RALEIGH, N.C. – Indian-American candidate for North Carolina State Senate Jay Chaudhuri has been endorsed by the North Carolina AFL-CIO, the Teamsters, the Triangle Labor Council, the Raleigh Police Protective Association and the Raleigh Professional Fire Fighters Association. The groups emphasized Chaudhuri’s career devoted to fighting for North Carolina workers.
“Throughout his career with State Treasurer Janet Cowell and Attorney General Roy Cooper, Jay Chaudhuri has stood up for the issues that matter to our members,” said Triangle Labor Council President Michael Gravinese. “We endorse Jay because as State Senator, he’ll be a champion for workers and working families throughout the state.”
“I’m honored that these groups representing hard-working North Carolina union members, firefighters and police officers have chosen to support me,” said Chaudhuri. “We rely on these workers and public servants to do their jobs every day, and as State Senator, I’ll work hard to build a better economy for them and for everyone in the state.”
The Primary is slated for March 15th. If Chaudhuri wins the primary from the heavily Democratic District 16, he would be as good as elected before the November general elections, making him the first Indian-American state Senator in North Carolina.
He is fighting a tough battle against his rival Ellis Hankins who was the head of North Carolina League of Municipalities for 17 years. The District 16 seat opened up when incumbent Josh Stein declared his run for state Attorney General. To date Chaudhuri has raised almost $290,000 from 571 contributors. “This is a very competitive Democratic primary,” he acknowledged.
Chaudhuri said he hoped the latest endorsements would increase the grassroots machinery he has working on his campaign including some 40 volunteers who have helped make some 62,067 calls and door knocks to voters. Hankins said he had “lots of volunteers” engaged in putting up neighborhood signs, and preparing for monitoring early voting sights and carrying out polling etc.
District 16 includes parts of Raleigh, Cary, Morrisville and western Wake County. Morrisville has a rising number of Indian-Americans and Chaudhuri hopes they will come out to swell his numbers on primary day. Chaudhuri said the labor groups’ endorsement recognized his career fighting for working families. “I have a track record of getting things done including taking on multibillion dollar companies to protect children on the Internet, and helping recover more than $100 million from life insurance companies,” he said.
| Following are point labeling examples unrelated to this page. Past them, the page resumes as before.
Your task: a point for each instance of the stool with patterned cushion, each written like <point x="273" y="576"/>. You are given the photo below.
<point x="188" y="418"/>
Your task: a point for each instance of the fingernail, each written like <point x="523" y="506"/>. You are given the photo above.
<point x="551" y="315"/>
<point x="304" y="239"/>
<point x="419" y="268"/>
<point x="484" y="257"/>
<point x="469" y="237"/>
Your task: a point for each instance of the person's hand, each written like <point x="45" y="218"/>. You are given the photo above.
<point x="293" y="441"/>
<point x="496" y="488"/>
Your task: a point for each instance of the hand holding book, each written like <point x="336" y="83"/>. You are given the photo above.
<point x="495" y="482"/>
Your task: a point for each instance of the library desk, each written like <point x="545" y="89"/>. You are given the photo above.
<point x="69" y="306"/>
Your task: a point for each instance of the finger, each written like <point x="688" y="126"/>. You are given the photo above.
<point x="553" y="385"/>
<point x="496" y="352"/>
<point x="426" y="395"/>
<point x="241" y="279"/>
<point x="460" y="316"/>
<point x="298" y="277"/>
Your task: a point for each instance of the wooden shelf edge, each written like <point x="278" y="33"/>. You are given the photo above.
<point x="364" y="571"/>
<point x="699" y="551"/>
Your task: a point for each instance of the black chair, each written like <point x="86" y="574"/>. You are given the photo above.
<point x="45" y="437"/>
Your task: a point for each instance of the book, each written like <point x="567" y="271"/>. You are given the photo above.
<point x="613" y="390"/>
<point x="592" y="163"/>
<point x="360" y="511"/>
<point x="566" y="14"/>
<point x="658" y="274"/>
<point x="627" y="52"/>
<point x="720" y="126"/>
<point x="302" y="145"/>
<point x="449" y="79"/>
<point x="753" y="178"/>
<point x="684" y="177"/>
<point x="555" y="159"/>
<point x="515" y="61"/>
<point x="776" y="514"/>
In addition to the AFL-CIO, Teamsters Local 391, the Triangle Labor Council, the Raleigh Police Protective Association and the Raleigh Professional Fire Fighters Association, Chaudhuri has been endorsed by nine current and past elected officials: State Treasurer Janet Cowell, Raleigh Mayor Nancy McFarlane, State Representative Gale Adcock, Wake County Commissioner John Burns, Wake County Commissioner Sig Hutchinson, former Raleigh City Council Member Rodger Koopman, former Raleigh City Council Member Randy Stagner, Morrisville Town Council Member Steve Rao, and former Morrisville Mayor Margaret Broadwell.
Chaudhuri has a Masters in international affairs from Columbia University and a law degree from North Carolina Central University. He was a legislative aide to Democratic U.S. Senator Russell D. Feingold of Wisconsin. From 2001 to 2009, he was special counsel to North Carolina Attorney General Roy Cooper, where he is credited with developing major policy initiatives such as drafting the statewide strategy to combat methamphetamine; spearheading the AG’s Campus Safety Task Force after the Virginia Tech shooting in 2006; being involved in the national multi-state investigation of MySpace and Facebook, helping negotiate an agreement between 49 state attorneys general and MySpace to create a task-force on online safety tools.
From 2009 to mid-2015, Chaudhuri was general counsel and senior policy advisor to State Treasurer Janet Cowell, where he managed all corporate governance and legal matters for the department which handled the $90 billion pension fund among other things. “When I announced my candidacy in May, I laid out my plan to meet, listen to and discuss issues with voters across the district so we can work together to move North Carolina forward,” said Chaudhuri. “We now have a strong grassroots-oriented staff to help us do exactly that.”